BAB 1

2.6K 140 3
                                    

Suasana terik pada pukul sebelas siang membuat siswa kelas 11 IPS 2 yang sedang melaksanakan pemanasan untuk pelajaran olahraga di tengah lapangan kali ini mengeluh kesah, keringat banyak muncul di hampir seluruh kening siswa tersebut padahal materi lompat jarak jauh belum di mulai.

"Ini siapa si yang buat jadwal? Masa olahraga jam segini?! Pengen gue bakar aja rasa nya," ujar perempuan yang berada di bawah pohon rindang yang berada di pinggir lapangan. Tangan kanan nya beralih fungsi menjadi kipas alami dadakan.

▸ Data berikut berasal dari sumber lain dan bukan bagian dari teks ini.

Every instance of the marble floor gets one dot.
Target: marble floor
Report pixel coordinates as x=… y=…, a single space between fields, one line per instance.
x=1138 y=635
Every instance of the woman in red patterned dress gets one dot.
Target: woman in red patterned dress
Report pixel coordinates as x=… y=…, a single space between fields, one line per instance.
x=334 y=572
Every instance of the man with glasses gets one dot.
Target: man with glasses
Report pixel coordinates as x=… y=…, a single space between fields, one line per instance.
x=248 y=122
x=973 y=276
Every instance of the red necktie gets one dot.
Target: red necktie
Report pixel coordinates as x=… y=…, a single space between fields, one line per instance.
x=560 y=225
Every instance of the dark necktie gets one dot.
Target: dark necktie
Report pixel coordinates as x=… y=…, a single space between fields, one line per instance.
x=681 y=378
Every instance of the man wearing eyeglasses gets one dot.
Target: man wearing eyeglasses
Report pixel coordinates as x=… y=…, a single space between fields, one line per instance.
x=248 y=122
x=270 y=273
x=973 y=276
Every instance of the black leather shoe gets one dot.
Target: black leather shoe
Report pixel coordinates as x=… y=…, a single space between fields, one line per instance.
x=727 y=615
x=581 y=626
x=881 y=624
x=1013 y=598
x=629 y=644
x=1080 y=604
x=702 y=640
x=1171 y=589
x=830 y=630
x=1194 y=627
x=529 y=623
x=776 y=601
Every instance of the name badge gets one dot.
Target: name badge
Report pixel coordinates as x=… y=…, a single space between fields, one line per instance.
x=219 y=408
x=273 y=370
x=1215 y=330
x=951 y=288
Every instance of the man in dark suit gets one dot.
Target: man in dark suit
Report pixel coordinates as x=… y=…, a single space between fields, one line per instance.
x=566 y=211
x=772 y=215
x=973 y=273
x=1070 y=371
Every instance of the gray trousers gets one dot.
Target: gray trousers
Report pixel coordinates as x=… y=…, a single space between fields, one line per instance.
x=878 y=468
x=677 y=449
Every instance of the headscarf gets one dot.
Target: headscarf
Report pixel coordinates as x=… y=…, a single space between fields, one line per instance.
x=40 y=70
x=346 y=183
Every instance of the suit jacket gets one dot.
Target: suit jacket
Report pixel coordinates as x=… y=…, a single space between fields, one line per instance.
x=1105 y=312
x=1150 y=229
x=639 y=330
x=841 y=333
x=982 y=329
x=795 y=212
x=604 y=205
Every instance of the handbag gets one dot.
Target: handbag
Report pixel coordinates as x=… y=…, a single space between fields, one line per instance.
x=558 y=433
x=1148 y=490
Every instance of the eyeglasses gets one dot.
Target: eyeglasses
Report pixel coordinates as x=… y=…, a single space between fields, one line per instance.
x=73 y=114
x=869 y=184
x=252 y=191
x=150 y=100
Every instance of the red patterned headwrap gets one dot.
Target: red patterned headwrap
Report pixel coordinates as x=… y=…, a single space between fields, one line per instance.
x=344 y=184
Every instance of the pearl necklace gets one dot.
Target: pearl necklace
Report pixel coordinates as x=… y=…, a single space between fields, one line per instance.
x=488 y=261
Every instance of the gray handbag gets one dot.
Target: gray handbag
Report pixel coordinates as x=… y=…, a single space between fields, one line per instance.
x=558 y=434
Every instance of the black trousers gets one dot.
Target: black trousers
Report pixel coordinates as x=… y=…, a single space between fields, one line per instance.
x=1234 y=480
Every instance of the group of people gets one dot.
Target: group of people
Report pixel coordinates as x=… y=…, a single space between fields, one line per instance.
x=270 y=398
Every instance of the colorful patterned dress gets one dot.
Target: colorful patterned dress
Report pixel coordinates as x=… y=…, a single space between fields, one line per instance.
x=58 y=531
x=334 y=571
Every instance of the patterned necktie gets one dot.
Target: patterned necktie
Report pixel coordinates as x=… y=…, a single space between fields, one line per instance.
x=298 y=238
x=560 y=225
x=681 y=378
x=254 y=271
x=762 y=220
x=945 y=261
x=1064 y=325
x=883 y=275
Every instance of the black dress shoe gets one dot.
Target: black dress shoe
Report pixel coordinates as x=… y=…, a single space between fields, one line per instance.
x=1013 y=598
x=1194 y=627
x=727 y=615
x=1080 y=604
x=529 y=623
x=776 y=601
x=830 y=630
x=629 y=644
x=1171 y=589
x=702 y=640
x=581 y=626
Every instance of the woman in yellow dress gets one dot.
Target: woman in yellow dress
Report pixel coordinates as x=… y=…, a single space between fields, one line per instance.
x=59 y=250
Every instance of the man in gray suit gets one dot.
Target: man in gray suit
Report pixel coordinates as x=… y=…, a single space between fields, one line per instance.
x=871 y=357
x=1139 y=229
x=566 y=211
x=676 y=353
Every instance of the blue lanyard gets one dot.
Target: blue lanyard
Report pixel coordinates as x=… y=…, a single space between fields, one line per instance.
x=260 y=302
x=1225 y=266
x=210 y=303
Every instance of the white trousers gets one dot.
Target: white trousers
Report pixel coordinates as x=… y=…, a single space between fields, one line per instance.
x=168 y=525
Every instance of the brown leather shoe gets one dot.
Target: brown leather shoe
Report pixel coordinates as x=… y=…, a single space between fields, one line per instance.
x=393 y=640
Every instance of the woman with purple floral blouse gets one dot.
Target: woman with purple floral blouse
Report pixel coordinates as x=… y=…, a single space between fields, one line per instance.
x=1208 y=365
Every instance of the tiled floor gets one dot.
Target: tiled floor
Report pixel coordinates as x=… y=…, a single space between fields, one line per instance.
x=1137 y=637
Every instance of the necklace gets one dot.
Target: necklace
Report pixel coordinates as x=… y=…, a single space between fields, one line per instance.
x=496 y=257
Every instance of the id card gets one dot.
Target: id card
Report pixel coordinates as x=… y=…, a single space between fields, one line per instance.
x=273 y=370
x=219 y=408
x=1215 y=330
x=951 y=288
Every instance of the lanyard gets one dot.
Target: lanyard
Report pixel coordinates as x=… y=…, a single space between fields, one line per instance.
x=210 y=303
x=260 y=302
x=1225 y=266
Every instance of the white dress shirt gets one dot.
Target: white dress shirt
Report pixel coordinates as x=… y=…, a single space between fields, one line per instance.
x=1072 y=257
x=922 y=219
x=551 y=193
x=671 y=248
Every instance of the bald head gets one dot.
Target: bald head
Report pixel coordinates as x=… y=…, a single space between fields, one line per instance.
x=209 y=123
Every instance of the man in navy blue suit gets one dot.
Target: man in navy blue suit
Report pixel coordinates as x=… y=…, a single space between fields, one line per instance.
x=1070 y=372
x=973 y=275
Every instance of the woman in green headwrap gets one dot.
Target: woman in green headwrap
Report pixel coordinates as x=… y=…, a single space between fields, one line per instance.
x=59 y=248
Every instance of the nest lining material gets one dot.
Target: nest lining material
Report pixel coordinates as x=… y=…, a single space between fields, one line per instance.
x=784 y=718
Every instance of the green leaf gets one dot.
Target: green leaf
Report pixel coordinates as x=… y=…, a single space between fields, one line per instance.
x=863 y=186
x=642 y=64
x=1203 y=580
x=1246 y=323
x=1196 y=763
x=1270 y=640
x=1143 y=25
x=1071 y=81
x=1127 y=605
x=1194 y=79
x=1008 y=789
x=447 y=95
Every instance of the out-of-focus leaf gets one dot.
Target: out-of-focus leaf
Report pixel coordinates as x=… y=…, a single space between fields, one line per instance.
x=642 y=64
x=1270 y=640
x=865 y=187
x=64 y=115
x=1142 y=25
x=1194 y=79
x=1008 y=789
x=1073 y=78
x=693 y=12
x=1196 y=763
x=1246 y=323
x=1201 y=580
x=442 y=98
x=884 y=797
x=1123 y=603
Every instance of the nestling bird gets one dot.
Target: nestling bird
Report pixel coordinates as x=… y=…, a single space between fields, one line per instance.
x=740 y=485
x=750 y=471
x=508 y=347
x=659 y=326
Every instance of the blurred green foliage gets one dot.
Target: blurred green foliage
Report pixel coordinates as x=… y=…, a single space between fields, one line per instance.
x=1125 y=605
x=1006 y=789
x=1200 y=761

"Lemah lo!" Teriak perempuan bernama Adena dari tengah lapangan.

"Ini Pak Roji ketiduran apa gimana ya? Tadi di suruh pemanasan dulu, ini kita udah sampe kepanasan belum dateng juga." Sang ketua kelas yang berada di paling depan barisan akhirnya mengeluh.

"Samperin lagi aja yuk?" Ajak perempuan yang tadi berdiri di bawah pohon rindang. Tia, nama nya. Mengajak Syeka--sang ketua kelas--secara sukarela karena ia juga sangat gerah dengan hal ini.

Sepeninggalan Tia dan Syeka, siswa-siswa akhirnya memilih duduk lesehan di pinggir lapangan. Termasuk Adena dengan satu teman nya, Riska.

"Astaga! Ka Rayyan ganteng banget!" Riska berteriak dengan antusias, setelah mata nya menangkap seorang kakak kelas bernama Rayyan yang duduk di kursi depan kelas nya.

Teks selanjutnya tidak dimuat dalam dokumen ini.